Батареи Магнусхольма — страница 9 из 64

— Я телом никогда не торговала и торговать не буду, — ответила Лореляй. — Запомни это, охотничий пес. Я туда…

И замолчала.

— Высмотрела дурня с толстым кошельком? Или дуру с бриллиантовыми серьгами?

— Дуру… Ну, пойду я.

— Больше туда не лезь. Тебя шлюхи запомнили.

— Не полезу. А ты точно честным бюргером заделался?

— Точно.

— Жаль. А то бы я тебе кое-что рассказала. Если ты уже не ищейка — то тебе ни к чему.

Лабрюйер понял — Лореляй неловко пытается отблагодарить за спасение.

— Можешь рассказать по старой дружбе…

— Я, когда вошла туда вслед за дурой и ее хахалем, одного человека видела. Я его помню, потому что месяц назад в Либаве встречала, в порту. И там, в порту, его называли господином Айзенштадтом. А сегодня, в гостинице, он уже — господин Красницкий.

— Думаешь, профессор картежной академии?

— Я на руки посмотрела — нет, пальцы как сардельки, такими пальцами и в носу не поковыряешь. А ты уж мне поверь, полицейский пес, с ним дело нечисто. Вот он-то как раз не дурень. Ну, прощай!

— Прощай, Лореляй. И вот что…

— Ну?

— Волосы заново отрасти. Тебе с длинными лучше.

— Все равно к лету стричь придется.

— Долго еще собираешься мальчика изображать?

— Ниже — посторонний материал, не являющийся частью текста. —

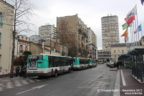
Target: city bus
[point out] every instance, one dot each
(47, 65)
(82, 63)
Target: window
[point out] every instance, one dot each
(0, 19)
(0, 38)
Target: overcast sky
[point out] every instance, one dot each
(90, 11)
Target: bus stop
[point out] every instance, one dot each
(137, 58)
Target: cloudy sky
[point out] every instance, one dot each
(90, 11)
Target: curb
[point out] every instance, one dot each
(137, 79)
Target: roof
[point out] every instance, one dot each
(137, 51)
(6, 3)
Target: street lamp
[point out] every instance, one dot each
(46, 38)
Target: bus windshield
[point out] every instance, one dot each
(33, 61)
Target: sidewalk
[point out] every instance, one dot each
(7, 83)
(128, 85)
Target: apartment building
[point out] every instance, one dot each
(73, 33)
(110, 31)
(6, 29)
(92, 44)
(22, 44)
(47, 31)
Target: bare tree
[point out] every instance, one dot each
(22, 11)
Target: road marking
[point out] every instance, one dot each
(123, 79)
(31, 81)
(24, 82)
(117, 85)
(17, 83)
(9, 85)
(37, 87)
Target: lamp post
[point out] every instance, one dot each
(47, 38)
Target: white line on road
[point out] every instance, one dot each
(24, 82)
(37, 87)
(123, 79)
(17, 83)
(9, 85)
(117, 85)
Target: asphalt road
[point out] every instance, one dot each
(90, 82)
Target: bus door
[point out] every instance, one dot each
(33, 62)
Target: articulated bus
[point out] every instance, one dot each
(45, 65)
(82, 63)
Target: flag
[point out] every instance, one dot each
(124, 26)
(126, 39)
(135, 31)
(125, 33)
(139, 28)
(142, 1)
(133, 12)
(130, 20)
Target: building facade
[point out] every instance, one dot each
(35, 38)
(92, 44)
(110, 31)
(103, 55)
(6, 29)
(47, 46)
(22, 43)
(123, 48)
(73, 33)
(47, 30)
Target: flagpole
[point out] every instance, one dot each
(137, 25)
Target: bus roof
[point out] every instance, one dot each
(49, 55)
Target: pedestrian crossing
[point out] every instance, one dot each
(8, 84)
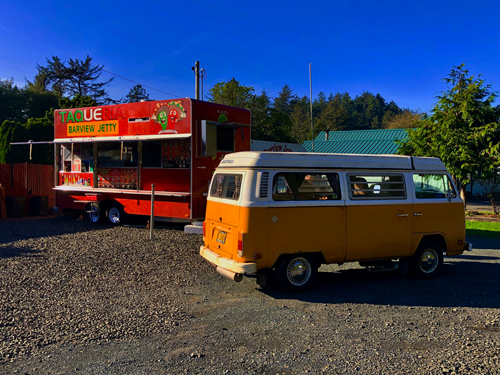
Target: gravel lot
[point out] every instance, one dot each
(93, 299)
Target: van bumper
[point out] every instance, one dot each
(244, 268)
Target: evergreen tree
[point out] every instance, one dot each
(137, 94)
(82, 78)
(231, 93)
(463, 129)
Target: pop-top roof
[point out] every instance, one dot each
(324, 161)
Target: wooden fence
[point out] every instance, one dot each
(28, 180)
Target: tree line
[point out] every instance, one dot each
(462, 129)
(27, 113)
(287, 117)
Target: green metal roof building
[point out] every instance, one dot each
(379, 141)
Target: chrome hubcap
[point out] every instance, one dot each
(429, 261)
(298, 271)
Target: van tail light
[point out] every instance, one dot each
(240, 244)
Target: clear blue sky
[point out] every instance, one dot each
(400, 49)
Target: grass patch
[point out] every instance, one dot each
(483, 228)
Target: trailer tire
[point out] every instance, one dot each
(115, 213)
(94, 212)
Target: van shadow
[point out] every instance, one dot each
(490, 241)
(13, 251)
(16, 230)
(461, 284)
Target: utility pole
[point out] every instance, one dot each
(310, 101)
(197, 82)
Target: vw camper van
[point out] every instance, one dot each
(279, 216)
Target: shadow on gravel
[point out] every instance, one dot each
(484, 242)
(16, 230)
(461, 284)
(12, 251)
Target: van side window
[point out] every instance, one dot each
(298, 186)
(429, 186)
(386, 186)
(226, 186)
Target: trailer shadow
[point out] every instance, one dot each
(465, 283)
(16, 230)
(13, 251)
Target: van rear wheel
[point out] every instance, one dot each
(296, 273)
(427, 261)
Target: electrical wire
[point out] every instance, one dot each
(149, 87)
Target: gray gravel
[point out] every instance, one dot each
(94, 299)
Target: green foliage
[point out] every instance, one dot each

До старости?

— Не доживу я до старости, милая моя ищейка.

На том и расстались. Лореляй ушла куда-то к Гертрудинской, Лабрюйер прошел вперед до перекрестка — но Романовскую переходить не стал. Он вспомнил графа Рокетти де ла Рокка, вспомнил ту облаву. Если в Ригу опять заявился шулер высокого полета — нужно все же предупредить старых товарищей.

Он повернул обратно.

Тех коридорных, с которыми он свел знакомство при суете вокруг Рокетти де ла Рокка, уже не было — мальчишки выросли. Но кто-то из них наверняка остался при гостинице и ресторане. И вряд ли они знают полицейские новости. Если явиться с вопросами о постояльце — не сообразят, что Лабрюйер уже давно покинул Сыскную полицию.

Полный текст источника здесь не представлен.